A China responde por cerca de um terço das exportações totais do agronegócio brasileiro, com forte peso de soja em grão e carnes. Qualquer avanço em acesso de mercado, habilitação de plantas ou redução de barreiras sanitárias tem impacto direto na renda de produtores de grãos, pecuária de corte, suínos e aves.

Ao mesmo tempo, maior previsibilidade no fluxo comercial ajuda a reduzir volatilidade de preços internos e dá mais segurança para investimento em tecnologia e expansão de área. Parcerias em pesquisa e digitalização podem acelerar a adoção de soluções em clima, manejo e rastreabilidade, exigências crescentes de grandes importadores.

Dados e contexto

  • Segundo o MAPA, a China foi destino de cerca de US$ 50 bilhões em exportações do agro brasileiro em 2023.
  • A Conab aponta que mais de 70% da soja exportada pelo Brasil tem a China como principal comprador.
  • O milho vem ganhando espaço após a habilitação de novos exportadores e a assinatura de protocolos sanitários específicos.
  • Em carnes bovina, suína e de frango, a China aparece entre os maiores importadores, com abertura de novas plantas sob negociação constante.
Indicador (2023)Estimativa para China*
Participação nas exportações do agro brasileiro~33%
Soja em grão exportada para a China>70% do total brasileiro
Valor total do agro exportado para o país~US$ 50 bi

*Estimativas com base em dados de MAPA, Conab e fontes de mercado.

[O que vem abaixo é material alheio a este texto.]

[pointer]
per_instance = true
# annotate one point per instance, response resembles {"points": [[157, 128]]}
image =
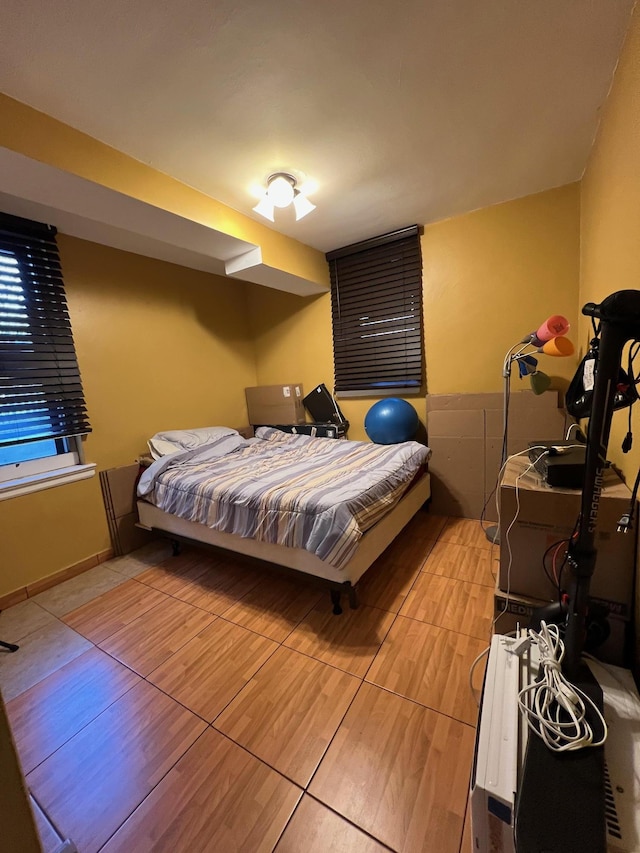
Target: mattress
{"points": [[298, 491]]}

Especialistas em comércio exterior lembram que o país asiático passa por mudança de perfil de consumo, com maior demanda por proteína animal, lácteos e produtos processados, impulsionada pelo crescimento da classe média urbana. Isso abre espaço para o Brasil avançar além das commodities básicas.

O que observar daqui pra frente

Produtores e indústrias devem acompanhar o resultado da agenda em três pontos: habilitação de novas plantas frigoríficas, consolidação do milho como item relevante na pauta com a China e eventuais protocolos em sanidade e rastreabilidade. A forma como Pequim irá tratar temas climáticos, segurança alimentar e diversificação de fornecedores também será decisiva para o espaço que o agro brasileiro terá no médio prazo.